Thursday, January 29, 2009

"Three strikes" for Ireland - Eircom, music industry settle filtering case

The big news of the day in Ireland is that Eircom and the music industry have settled the case in which the music industry had demanded that Eircom monitor users' connections to block peer to peer filesharing (background here). Instead the industry has dropped the action on condition that Eircom introduce a "three strikes" system where users accused of filesharing by the music industry will be disconnected after two warning letters. According to Eircom it has agreed to:
1) inform its broadband subscribers that the subscribers IP address has been detected infringing copyright and

2) warn the subscriber that unless the infringement ceases the subscriber will be disconnected and

3) in default of compliance by the subscriber with the warning it will disconnect the subscriber
More from Digital Rights Ireland | EFF | ars technica | Boing Boing | Daithi. Oisin, commenting on Lex Ferenda, makes some interesting points which in the spirit of the litigation I'm shamelessly going to copy (though I'm not sure that I agree that Eircom will need to change their terms of use - the existing policy is already drafted to allow termination for almost any infraction):
What’s probably going to happen is that this whole issue is going to shift from being an IP/regulatory law one to being a contract/ consumer protection law one. Two points spring to mind.

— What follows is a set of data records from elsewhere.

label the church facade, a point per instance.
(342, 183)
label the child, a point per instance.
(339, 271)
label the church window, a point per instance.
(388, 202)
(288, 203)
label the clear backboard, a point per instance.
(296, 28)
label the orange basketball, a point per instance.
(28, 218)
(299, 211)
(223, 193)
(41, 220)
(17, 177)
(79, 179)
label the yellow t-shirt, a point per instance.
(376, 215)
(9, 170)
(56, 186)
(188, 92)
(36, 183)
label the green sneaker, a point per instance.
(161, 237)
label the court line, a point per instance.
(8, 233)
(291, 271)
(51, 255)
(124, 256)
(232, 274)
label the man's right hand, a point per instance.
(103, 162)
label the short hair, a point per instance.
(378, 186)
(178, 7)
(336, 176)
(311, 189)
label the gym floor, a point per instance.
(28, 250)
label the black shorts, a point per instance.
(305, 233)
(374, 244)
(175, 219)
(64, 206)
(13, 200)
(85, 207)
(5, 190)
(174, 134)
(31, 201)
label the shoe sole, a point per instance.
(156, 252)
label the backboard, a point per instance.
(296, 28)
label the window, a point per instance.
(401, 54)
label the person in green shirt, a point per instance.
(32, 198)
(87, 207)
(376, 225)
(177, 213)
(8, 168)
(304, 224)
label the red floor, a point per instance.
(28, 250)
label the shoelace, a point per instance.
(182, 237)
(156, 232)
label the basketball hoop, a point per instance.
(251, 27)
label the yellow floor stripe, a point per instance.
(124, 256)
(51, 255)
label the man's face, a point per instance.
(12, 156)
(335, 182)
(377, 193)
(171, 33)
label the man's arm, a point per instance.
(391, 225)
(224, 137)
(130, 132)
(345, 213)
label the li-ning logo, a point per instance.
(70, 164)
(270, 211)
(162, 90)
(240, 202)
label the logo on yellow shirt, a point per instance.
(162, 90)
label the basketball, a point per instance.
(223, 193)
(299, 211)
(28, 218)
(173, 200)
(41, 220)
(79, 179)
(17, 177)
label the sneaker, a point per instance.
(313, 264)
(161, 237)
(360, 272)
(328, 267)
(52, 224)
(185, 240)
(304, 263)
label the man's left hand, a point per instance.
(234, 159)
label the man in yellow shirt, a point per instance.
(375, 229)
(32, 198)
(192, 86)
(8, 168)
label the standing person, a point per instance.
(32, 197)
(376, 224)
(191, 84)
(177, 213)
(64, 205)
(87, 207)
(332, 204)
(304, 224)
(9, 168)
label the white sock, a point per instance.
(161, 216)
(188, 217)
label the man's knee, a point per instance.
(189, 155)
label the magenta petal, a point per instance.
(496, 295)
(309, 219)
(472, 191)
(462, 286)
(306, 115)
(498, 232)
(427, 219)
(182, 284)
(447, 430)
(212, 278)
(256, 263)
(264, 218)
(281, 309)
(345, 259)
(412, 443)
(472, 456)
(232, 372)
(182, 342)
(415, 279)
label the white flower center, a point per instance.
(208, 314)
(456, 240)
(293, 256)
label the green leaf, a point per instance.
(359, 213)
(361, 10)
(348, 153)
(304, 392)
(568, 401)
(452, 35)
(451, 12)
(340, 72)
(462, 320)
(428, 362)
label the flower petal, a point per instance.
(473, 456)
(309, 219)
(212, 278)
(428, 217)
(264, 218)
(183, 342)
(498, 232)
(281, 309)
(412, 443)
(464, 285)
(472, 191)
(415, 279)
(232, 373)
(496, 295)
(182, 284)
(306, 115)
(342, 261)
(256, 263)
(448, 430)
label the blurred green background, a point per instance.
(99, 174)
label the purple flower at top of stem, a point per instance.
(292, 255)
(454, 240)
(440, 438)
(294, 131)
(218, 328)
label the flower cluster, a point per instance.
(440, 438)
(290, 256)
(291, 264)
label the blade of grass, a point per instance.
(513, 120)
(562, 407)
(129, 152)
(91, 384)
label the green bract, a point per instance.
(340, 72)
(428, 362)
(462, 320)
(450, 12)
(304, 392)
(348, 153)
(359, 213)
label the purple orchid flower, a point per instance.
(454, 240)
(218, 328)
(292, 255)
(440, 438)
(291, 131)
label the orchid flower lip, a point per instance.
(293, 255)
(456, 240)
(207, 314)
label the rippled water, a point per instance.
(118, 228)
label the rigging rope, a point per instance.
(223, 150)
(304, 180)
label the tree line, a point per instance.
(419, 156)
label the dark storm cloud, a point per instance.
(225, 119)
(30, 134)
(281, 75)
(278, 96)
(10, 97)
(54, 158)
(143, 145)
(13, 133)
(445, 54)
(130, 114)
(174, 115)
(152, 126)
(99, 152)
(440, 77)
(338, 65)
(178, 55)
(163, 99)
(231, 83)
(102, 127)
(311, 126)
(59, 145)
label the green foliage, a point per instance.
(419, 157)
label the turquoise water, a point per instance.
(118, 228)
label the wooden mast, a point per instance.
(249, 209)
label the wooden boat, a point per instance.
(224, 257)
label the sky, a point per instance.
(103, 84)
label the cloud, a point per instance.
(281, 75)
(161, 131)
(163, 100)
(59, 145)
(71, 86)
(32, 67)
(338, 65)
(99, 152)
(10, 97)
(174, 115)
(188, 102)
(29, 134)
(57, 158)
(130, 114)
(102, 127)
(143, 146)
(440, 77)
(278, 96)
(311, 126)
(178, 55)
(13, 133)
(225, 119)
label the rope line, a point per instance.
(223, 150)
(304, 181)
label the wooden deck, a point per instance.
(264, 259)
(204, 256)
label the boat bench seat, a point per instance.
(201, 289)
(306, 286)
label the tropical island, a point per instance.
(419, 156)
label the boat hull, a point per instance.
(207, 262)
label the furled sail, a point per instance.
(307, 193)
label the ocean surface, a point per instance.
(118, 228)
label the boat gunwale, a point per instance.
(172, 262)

First, to put this settlement into practice Eircom will have to modify its terms of service for all its current customers (without giving any legal consideration for a unilateral modification of a contract) which could pose considerable enforceability problems. Moreover, to properly incorporate the ‘three strikes and your out’ rule into its contracts Eircom is probably going to have to draw this new provision to the attention of its subscribers (so we may, indirectly, get to figure out what the terms of settlement were).

Second, and more interestingly, if, and when, Eircom seeks to terminate someone’s service, we may finally get some litigation as to whether or not these often unfair, impenetrable user agreements are actually enforceable or not. We’ll finally get to see if the Unfair Terms Directive, along with all the old common law and equity cases on enforcing one-sided terms that weren’t negotiated or drawn to the parties attention have any bearing on user agreements.
My take? This isn't really a win for the music industry. They were clearly hoping for an outright win requiring all ISPs to filter and setting a precedent in a common law jurisdiction to match SABAM v. Tiscali. Instead they've merely achieved an agreement with one ISP - albeit the largest - which doesn't go any further than they might have been able to achieve by negotiation in the first place. As Ronan Lupton points out the agreement is not enforceable against the rest of the industry, and it is debatable whether other ISPs will show any appetite to come on board. Moreover, if three strikes is challenged as Oisin suggests then it will receive much less judicial deference than if it had been adopted as part of an industry wide deal with explicit government support.

It is, though, a loss for the user. The three strikes process in this case is procedurally
unfair and represents an extreme model largely rejected elsewhere.

1 comment:

  1. Good point Conor. The three-strikes element has been delayed by objections raised by the Data Protection Commissioner regarding the use of subscriber data. You can expect to see this back before the High Court in the near future for guidance on this point.